The movie was “The Devil Wears Prada” with Anne Hathaway as the heroine and Meryl Streep as the high-profile antagonist. The year was 2013 when news of high college graduate unemployment rates has become blasé, and underemployment was the new normal. In my quest for entertainment, I left the confines of reality and immersed myself in the scenes playing before my eyes.

There was one scene in particular that captivated my attention from beginning to end. It was one in which Anne Hathaway, after a chaotic day at work with her impossible boss (played by Streep) declared to her boyfriend on the phone that she would quit that day. When her boyfriend came home to find the job retained, the two broke out into a quarrel, with Hathaway finally yelling out, “I don’t have a choice!”

That line held a distinct impact when seen within the context of the new economic norms where there were too many grads and too little tenable jobs. In its curtness, its certainty of defeat, it spoke to me more than the most protracted monologue ever could. On the occasion in question, the scene gained added profundity by reminding me of a book I had read a month or six weeks previously.

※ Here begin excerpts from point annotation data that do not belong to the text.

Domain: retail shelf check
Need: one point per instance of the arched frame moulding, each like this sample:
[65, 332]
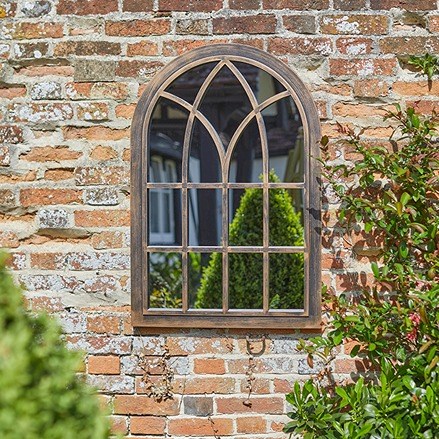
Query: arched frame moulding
[225, 55]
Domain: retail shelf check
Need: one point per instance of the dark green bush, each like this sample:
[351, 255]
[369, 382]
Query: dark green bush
[245, 270]
[41, 396]
[394, 325]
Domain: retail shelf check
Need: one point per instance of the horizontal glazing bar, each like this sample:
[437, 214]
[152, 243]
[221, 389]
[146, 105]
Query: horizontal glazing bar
[224, 185]
[220, 249]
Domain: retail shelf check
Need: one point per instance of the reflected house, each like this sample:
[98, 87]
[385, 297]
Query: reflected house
[226, 106]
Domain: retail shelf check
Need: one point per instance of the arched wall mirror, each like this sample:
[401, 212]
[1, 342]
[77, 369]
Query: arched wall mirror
[225, 194]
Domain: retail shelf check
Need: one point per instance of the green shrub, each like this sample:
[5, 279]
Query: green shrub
[245, 270]
[394, 325]
[41, 396]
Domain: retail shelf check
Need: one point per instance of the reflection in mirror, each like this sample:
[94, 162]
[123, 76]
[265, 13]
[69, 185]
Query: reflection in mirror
[286, 218]
[164, 213]
[245, 280]
[166, 134]
[188, 84]
[246, 163]
[285, 140]
[204, 163]
[205, 280]
[164, 280]
[286, 281]
[246, 212]
[205, 207]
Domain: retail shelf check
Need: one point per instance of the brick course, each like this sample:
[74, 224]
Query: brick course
[71, 73]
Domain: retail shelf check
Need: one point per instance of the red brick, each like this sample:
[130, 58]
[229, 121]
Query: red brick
[103, 324]
[296, 4]
[143, 48]
[30, 31]
[50, 153]
[300, 46]
[201, 427]
[137, 5]
[134, 69]
[138, 28]
[102, 218]
[190, 5]
[214, 366]
[144, 405]
[409, 45]
[362, 67]
[371, 88]
[271, 405]
[86, 48]
[251, 425]
[253, 24]
[354, 46]
[37, 197]
[86, 7]
[349, 5]
[103, 365]
[95, 133]
[354, 24]
[409, 5]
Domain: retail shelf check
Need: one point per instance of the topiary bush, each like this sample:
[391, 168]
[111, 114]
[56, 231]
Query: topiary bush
[41, 396]
[393, 327]
[245, 270]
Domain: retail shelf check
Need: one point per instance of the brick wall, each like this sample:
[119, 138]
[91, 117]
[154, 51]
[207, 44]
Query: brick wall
[71, 73]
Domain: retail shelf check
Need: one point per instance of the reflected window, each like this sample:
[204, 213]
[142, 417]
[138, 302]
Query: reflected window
[231, 194]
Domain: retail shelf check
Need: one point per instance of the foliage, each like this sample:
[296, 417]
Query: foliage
[41, 396]
[393, 326]
[245, 269]
[427, 64]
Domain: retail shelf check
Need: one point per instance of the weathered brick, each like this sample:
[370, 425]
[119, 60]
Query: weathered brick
[41, 196]
[296, 4]
[138, 69]
[103, 324]
[354, 46]
[30, 50]
[190, 5]
[36, 9]
[86, 48]
[418, 5]
[93, 111]
[143, 405]
[137, 5]
[101, 175]
[39, 113]
[362, 67]
[95, 133]
[143, 48]
[409, 45]
[201, 427]
[270, 405]
[11, 134]
[102, 218]
[87, 7]
[147, 425]
[253, 424]
[370, 88]
[301, 24]
[354, 24]
[103, 365]
[253, 24]
[138, 28]
[50, 153]
[300, 46]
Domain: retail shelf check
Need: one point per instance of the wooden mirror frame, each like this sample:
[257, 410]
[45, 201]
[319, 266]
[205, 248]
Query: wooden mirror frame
[225, 54]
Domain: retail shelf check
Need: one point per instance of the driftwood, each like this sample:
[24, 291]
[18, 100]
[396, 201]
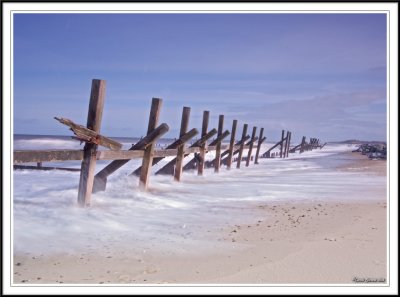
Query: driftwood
[84, 134]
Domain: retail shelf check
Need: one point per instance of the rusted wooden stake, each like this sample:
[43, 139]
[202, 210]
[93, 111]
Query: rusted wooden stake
[231, 145]
[148, 152]
[206, 117]
[218, 146]
[260, 141]
[253, 136]
[88, 165]
[241, 146]
[181, 148]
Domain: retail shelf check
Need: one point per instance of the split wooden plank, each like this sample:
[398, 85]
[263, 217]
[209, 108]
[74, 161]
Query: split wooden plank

The book focused on story structure, and was authored by Alan Watts. The passage of interest in relation to the scene in discussion read something as follows: “At the heart of every good story is a dilemma. A dilemma is different from a problem in that a problem can be solved, while a dilemma can only be resolved through a shift in perception. Our hero doesn’t have a problem—she only thinks she does.”

At the movie’s ending, Anne Hathaway realized she had options outside of working for her impossible boss and finally quitted her job to traverse the path towards a journalism career. The arc of character development intrigued me at the time, and it was not until two months or eight weeks later that a fuller explanation emerged.

I had sought out some books on the mind to better understand human behavior. One of these books focused on NLP and hypnosis, written by Richard Bandler. A distinctly interesting passage centered on the issue of lacking choices. Virginia Satir once told Bandler that if people have a choice, they will make the best one. The issue is that they often do not have choices. So all of his clients came to him to explore or create the choices that they were previously unaware of.

We can explore the lack of option awareness within the context of “The Devil Wears Prada” when contrasting Anne Hathaway’s character development throughout the movie. In the beginning, she takes the assistant job because it was the better alternative. Then her colleagues schooled her on her ingratitude to her coveted job and she began immersing herself into the fashion world. Anne’s newfound dedication to her job dulled her appreciation for her old interests—including her friends and boyfriend—and she began to forget her original dream of becoming a journalist in NYC. It was not until Meryl Streep betrayed a trusted associate that Anne looked for another career path.

We can mark important milestones in the heroine’s character arc by counting the number of choices within her awareness at different points in the story. At first, two choices lay in her conscious awareness: the assistant job or a job at some comic publication. Then she got the assistant job and her choices narrowed to only one, which chained her to her job (“I don’t have a choice!”). When she grew weary of Meryl Streep’s cruel ways and decided that her “only option” was not satisfactory, she allowed herself to discover other routes to her goal.

It was not until she decided that there was another way, and she would find that way, that she found the journalist job she originally wanted.